Revisão: André Morgado e Marília Laranjeira
Design: Ilídio J.B. Vasco
Isbn: 978-989-702-788-8
Guerra e Paz, Editores, Lda
R. Conde de Redondo, 8–5.º Esq.
1150-105 Lisboa
Tel.: 213 144 488 / Fax: 213 144 489
E-mail: guerraepaz@guerraepaz.pt
www.guerraepaz.pt
Índice
Nota a esta edição
Contos
História de dois patifes
Sempre amigos
Abandono do pombal
O filho
O anão
O sineiro de Santa Ágata
Outras Prosas
Manhã no Tejo
Ceifeiros
Anexos
Eu – Autobiografia
Cronologia biobibliográfica de Fialho e sua época
Nota a esta edição
O Autor
Fialho de Almeida, um dos escritores mais importantes da literatura portuguesa, está hoje esquecido. Contudo, em vida, era um nome incontornável nas letras e no jornalismo, amigo de muitas figuras importantes da literatura e da política, como Raul Brandão, Guerra Junqueiro ou Manuel Teixeira Gomes, entre outros. Mesmo depois de morto, continuou a despertar interesse: sendo analisado pela crítica universitária, reeditado ou editado postumamente. No entanto, pouco a pouco, o esquecimento instalou-se. Será necessário redescobri-lo?
De origens humildes, filho de um mestre-escola, nasceu em 1857 em Vila de Frades, no distrito de Beja. Finda a instrução primária, segue para Lisboa ainda criança, aos nove anos, entrando como aluno interno no Colégio Europeu. Em 1871, devido a problemas financeiros, abandona o colégio e emprega-se como praticante numa farmácia, ali permanecendo vários anos. Mais tarde, retoma os estudos e, em 1879, matricula-se na Escola Médico--Cirúrgica de Lisboa, onde se licencia em Medicina, em 1885. No entanto, a sua vocação é a literatura, e só exercerá a profissão de médico em raros momentos.
Ainda adolescente, publica crónicas em jornais de província, estreando-se, aos dezassete anos, no Correspondência de Leiria. A partir de então, escreve para vários periódicos e inicia-se na literatura, dando à estampa, em 1881, o primeiro livro, Contos; seguido, em 1882, por uma nova recolha de ficções, A Cidade do Vício. Em 1889, sai o primeiro número do seu trabalho mais conhecido, Os Gatos – Publicação Mensal de Inquérito à Vida Portuguesa. Em 1893, casa-se e muda-se para Cuba, Alentejo, mas a mulher morrerá pouco depois. Fialho herda-lhe os bens e mantém-se nessa localidade até à morte, dedicando-se à lavoura. Morreu em 1911, aos 53 anos, sem nunca ter deixado de escrever e de publicar.
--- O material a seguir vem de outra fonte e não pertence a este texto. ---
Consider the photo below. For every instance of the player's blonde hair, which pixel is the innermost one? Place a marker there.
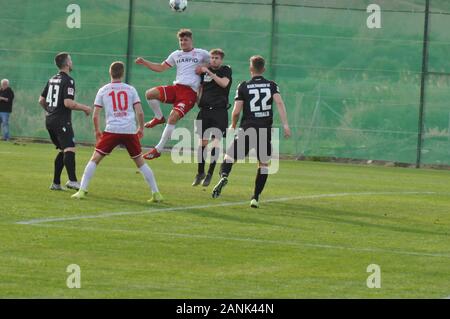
(117, 69)
(258, 63)
(184, 33)
(217, 52)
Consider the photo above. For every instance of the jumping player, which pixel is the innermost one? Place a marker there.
(122, 105)
(183, 94)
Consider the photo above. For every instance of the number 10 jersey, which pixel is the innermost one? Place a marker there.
(118, 100)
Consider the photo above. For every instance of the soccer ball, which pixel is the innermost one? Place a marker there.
(178, 5)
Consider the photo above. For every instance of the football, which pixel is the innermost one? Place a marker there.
(178, 5)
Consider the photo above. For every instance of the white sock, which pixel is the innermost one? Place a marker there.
(149, 177)
(87, 175)
(154, 105)
(168, 130)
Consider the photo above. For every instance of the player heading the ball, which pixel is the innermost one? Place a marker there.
(183, 94)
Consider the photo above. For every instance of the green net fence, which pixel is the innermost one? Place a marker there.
(350, 91)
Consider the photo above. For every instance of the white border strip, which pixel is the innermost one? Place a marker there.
(262, 241)
(181, 208)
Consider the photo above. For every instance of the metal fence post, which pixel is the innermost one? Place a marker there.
(422, 85)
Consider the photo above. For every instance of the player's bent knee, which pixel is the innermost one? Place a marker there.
(263, 165)
(97, 157)
(173, 118)
(139, 161)
(70, 149)
(228, 159)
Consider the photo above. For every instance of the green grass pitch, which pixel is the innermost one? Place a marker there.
(191, 246)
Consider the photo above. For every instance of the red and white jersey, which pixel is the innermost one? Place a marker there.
(186, 62)
(118, 100)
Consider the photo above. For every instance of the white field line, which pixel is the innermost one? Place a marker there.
(182, 208)
(259, 241)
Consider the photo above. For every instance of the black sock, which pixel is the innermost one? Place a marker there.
(201, 160)
(225, 169)
(59, 165)
(69, 162)
(214, 155)
(260, 181)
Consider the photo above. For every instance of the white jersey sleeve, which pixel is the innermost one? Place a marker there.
(171, 59)
(205, 56)
(99, 99)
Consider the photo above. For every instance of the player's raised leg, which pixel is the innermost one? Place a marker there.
(58, 168)
(149, 177)
(260, 182)
(154, 97)
(201, 163)
(155, 152)
(89, 171)
(212, 165)
(69, 163)
(225, 170)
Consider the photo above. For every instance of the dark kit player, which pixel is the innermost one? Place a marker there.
(254, 98)
(213, 115)
(57, 99)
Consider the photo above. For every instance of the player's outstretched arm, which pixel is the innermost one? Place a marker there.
(283, 114)
(43, 103)
(152, 66)
(238, 105)
(71, 104)
(140, 118)
(96, 121)
(221, 81)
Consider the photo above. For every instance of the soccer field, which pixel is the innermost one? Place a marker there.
(318, 228)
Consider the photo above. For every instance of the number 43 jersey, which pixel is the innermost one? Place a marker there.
(257, 95)
(118, 100)
(60, 87)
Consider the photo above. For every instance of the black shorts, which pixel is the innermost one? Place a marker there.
(61, 135)
(214, 122)
(259, 139)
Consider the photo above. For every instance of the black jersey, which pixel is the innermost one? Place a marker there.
(257, 95)
(59, 87)
(215, 96)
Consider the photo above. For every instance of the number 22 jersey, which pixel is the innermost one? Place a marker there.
(257, 95)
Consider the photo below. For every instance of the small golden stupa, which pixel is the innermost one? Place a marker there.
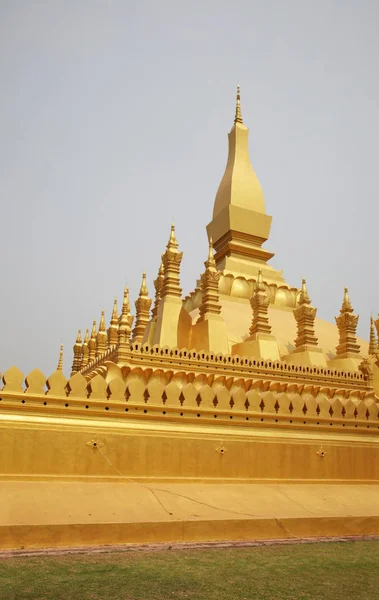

A obra de Fialho é vasta, múltipla, fragmentária e influente. Na ficção, cinge-se ao conto, publicado, essencialmente, em quatro recolhas, Contos, Cidade do Vício, Lisboa Galante e O País das Uvas. Nunca escreveu um romance, no entanto, projectou fazê-lo (como Os Decadentes ou Cavadores, projectos anunciados, mas nunca publicados). Além do conto, cultivou sobretudo o jornalismo – crónicas, artigos, crítica literária, de arte, teatral, etc. Desta lavra, destaca-se a já referida publicação Os Gatos, série de opúsculos (cinquenta e sete, ao todo, editados depois em seis volumes) de crítica, reportagem e comentário, publicada entre 1889 e 1894, inspirada por As Farpas, de Ramalho Ortigão.
Em Fialho, avulta o interesse pelos desvalidos, os marginais, os pobres. Em suma, a gente anónima, esquecida por muita da literatura, mas resgatada por ele nas suas páginas. E é também um escritor do fantástico e do horror, apontando-se, por isso, como influência E. T. A. Hoffmann ou Edgar Allan Poe, além do português Álvaro do Carvalhal, entre outros. No jornalismo, criticou tudo e todos; sarcástico, por vezes foi justo, outras cruel. Desenvolveu um estilo rico, multifacetado, original, inspirado em diversas fontes. Recorre ao regionalismo, ao estrangeirismo (nomeadamente ao galicismo), ao glossário médico e científico da época (fruto, talvez, da formação em Medicina) e a uma enorme criatividade, com a qual cria novos vocábulos.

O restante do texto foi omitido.